Saya terus terang mengatakan bahwa saya tidak bisa mengerjakannya, dengan diiringi permintaan maaf dan menyarankan supaya dibawa ke tempat lain. Kalau dilihat dari rate, amat sangat menggiurkan, mendekati rate dokumen. Tapi situasi benar-benar tidak memungkinkan bagi saya.
“Bu, diolas, uleh-ulehan dikit. Saya kan sudah biasa menerjemahkan sama Bu Desak. Saya males lagi mencari tempat lain, harus hunting lagi. Harus kenalan lagi. Masa sih Ibu ngga bisa bantu saya.”
Aduh! Sungguh, saya tak bermaksud menolak rezeki, tapi….

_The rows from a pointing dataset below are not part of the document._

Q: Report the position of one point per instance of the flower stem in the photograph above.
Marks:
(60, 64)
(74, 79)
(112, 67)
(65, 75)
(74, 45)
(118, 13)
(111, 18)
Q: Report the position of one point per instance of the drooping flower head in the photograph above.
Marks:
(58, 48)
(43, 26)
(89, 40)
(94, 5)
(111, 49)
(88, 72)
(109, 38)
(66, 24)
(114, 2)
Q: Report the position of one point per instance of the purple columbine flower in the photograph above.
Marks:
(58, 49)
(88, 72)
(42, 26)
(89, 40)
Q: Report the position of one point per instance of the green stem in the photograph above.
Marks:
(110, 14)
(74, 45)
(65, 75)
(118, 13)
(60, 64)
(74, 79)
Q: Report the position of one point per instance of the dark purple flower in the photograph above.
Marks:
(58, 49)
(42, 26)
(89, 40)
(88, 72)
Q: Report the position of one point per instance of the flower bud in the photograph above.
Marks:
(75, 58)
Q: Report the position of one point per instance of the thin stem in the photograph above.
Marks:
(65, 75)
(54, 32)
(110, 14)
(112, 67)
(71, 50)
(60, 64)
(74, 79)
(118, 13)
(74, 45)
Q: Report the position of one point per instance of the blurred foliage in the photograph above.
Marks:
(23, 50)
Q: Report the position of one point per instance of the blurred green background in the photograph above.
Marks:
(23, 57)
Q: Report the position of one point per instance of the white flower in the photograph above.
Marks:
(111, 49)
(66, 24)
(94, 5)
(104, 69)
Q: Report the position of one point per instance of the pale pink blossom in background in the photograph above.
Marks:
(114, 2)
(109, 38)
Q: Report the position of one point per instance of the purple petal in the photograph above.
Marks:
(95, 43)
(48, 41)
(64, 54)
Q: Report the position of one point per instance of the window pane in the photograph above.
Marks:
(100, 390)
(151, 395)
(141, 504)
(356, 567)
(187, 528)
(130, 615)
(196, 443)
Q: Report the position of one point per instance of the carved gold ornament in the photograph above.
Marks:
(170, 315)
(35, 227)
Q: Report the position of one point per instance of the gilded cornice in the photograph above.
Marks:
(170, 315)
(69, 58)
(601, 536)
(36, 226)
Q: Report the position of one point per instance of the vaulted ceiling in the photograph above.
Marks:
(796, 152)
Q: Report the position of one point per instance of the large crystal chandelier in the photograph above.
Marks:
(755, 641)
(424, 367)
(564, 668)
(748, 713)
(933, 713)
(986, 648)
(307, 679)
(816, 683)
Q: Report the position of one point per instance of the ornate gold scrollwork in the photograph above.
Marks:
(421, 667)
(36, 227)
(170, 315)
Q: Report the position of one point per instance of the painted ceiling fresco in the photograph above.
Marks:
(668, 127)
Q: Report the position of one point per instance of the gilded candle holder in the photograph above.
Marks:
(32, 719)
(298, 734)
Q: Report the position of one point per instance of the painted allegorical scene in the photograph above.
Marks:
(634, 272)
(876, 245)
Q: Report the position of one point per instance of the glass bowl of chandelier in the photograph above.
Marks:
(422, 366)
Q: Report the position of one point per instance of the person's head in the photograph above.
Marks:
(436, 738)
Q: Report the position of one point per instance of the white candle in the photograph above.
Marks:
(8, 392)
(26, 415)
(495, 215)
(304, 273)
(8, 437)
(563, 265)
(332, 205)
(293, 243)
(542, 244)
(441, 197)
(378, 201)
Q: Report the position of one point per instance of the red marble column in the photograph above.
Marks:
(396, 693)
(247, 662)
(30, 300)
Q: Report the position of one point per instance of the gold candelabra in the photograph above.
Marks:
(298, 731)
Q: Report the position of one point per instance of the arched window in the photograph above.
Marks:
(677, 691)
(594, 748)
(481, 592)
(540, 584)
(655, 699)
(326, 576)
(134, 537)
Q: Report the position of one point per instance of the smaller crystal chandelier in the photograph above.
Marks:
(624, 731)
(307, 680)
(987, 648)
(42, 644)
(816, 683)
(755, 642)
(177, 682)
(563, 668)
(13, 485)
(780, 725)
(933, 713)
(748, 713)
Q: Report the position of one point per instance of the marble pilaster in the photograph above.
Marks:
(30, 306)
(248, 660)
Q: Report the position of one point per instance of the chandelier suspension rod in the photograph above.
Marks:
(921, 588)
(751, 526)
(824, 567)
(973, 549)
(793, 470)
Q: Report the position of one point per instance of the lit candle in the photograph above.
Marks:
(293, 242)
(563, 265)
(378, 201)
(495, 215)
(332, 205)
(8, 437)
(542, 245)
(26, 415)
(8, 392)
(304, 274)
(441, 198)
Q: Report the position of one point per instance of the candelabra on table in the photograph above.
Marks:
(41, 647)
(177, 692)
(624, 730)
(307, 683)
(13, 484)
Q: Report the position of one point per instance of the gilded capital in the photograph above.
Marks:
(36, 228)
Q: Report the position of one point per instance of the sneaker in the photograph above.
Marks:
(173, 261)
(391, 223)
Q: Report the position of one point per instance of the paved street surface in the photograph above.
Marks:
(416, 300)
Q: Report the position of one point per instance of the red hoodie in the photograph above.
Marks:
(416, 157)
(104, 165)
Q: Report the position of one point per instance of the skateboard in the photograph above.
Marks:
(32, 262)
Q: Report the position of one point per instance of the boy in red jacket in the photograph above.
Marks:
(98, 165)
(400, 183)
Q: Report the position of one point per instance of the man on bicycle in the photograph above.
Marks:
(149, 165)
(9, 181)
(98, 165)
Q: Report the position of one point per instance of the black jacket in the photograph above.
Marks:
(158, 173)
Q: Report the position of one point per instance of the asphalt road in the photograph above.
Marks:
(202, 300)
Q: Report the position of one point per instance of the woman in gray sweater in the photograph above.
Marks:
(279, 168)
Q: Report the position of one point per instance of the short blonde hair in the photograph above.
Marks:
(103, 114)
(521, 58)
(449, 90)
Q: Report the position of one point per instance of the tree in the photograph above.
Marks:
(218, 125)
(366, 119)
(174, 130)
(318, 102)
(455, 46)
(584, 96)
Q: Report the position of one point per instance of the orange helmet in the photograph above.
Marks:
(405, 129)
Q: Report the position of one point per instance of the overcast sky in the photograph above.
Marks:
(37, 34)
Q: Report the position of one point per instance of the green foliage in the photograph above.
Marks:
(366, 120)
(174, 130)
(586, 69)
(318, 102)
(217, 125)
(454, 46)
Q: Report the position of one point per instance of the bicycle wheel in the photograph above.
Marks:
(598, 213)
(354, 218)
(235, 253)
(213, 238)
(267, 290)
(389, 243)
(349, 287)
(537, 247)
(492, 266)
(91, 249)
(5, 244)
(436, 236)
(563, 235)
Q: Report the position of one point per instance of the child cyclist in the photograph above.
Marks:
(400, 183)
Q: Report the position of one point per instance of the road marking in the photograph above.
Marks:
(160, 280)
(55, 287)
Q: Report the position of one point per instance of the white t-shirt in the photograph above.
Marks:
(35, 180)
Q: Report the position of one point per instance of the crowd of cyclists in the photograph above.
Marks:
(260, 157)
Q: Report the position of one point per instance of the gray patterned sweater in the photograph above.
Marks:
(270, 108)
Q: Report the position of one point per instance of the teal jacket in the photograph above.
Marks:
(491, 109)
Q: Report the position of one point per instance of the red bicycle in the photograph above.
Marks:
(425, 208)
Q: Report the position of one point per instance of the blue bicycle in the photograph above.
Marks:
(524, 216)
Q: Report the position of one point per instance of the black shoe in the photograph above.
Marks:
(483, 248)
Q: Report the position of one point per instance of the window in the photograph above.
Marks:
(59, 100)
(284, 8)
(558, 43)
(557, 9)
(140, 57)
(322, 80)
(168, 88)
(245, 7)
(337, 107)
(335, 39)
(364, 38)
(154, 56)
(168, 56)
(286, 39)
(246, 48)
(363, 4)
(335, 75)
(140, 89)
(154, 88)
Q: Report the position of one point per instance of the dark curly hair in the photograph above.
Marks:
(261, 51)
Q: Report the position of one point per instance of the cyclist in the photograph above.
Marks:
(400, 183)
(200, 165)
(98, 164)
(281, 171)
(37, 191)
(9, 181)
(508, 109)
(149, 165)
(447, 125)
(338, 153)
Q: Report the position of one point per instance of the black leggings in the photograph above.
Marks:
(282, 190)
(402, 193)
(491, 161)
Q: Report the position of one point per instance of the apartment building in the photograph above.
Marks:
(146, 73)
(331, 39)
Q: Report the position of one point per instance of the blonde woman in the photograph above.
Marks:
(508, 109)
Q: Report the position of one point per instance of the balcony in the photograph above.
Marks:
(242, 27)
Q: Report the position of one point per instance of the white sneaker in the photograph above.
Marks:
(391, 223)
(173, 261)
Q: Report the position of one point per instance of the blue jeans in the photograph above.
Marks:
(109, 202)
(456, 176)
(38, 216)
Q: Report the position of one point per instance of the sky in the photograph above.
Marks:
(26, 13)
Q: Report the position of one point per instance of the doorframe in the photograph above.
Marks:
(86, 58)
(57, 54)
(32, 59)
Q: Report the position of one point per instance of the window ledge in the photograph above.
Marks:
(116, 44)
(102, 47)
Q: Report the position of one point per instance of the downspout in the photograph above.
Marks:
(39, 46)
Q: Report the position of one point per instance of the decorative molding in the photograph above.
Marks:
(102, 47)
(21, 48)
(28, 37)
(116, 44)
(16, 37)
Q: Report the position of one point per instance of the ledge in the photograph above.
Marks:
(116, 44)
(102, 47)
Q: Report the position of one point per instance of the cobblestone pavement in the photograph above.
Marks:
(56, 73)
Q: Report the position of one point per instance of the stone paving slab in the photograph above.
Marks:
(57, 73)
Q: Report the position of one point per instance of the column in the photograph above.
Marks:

“Pak, bukan saya tidak mau bantu, tapi saya betul-betul tidak bisa menerima job baru sampai tiga bulan ke depan,” jawab saya dengan nada minta maaf. Untuk membuktikan bahwa saya bukannya tidak mau bantu, saya menunjukkan tumpukan pekerjaan saya.
“Waduh, saya mesti gimana nih.” Dia tampak bingung. Sungguh, saya tak enak hati sebenarnya. Merasa agak bersalah menolak orang yang betul-betul butuh. Tapi mau gimana lagi? Saya juga harus tahu diri dengan batas kemampuan saya terutama waktu yang saya miliki. Tiba-tiba muncul ide di pikiran saya. Saya menawarkan sebuah solusi.
“Pak, bagaimana kalau saya kenalkan dengan seorang teman saya. Dia penerjemah profesional dan saya jamin Bapak tidak akan kecewa.”
Wajahnya tiba-tiba cerah.
“Begini aja, Bu. Saya serahkan terjemahan ini sama Ibu, terserah Ibu mau kasih temen atau siapa. Jadi, saya cukup berhubungan sama Ibu saja.”
Waduh. Kena lagi! Sebelum saya sempat menjawab, dia sudah bicara lagi.
“Saya benar-benar minta tolong, Bu. Ibu pasti sudah kenal baik kan sama temen Ibu itu. Ibu juga tahu bagaimana situasi saya.”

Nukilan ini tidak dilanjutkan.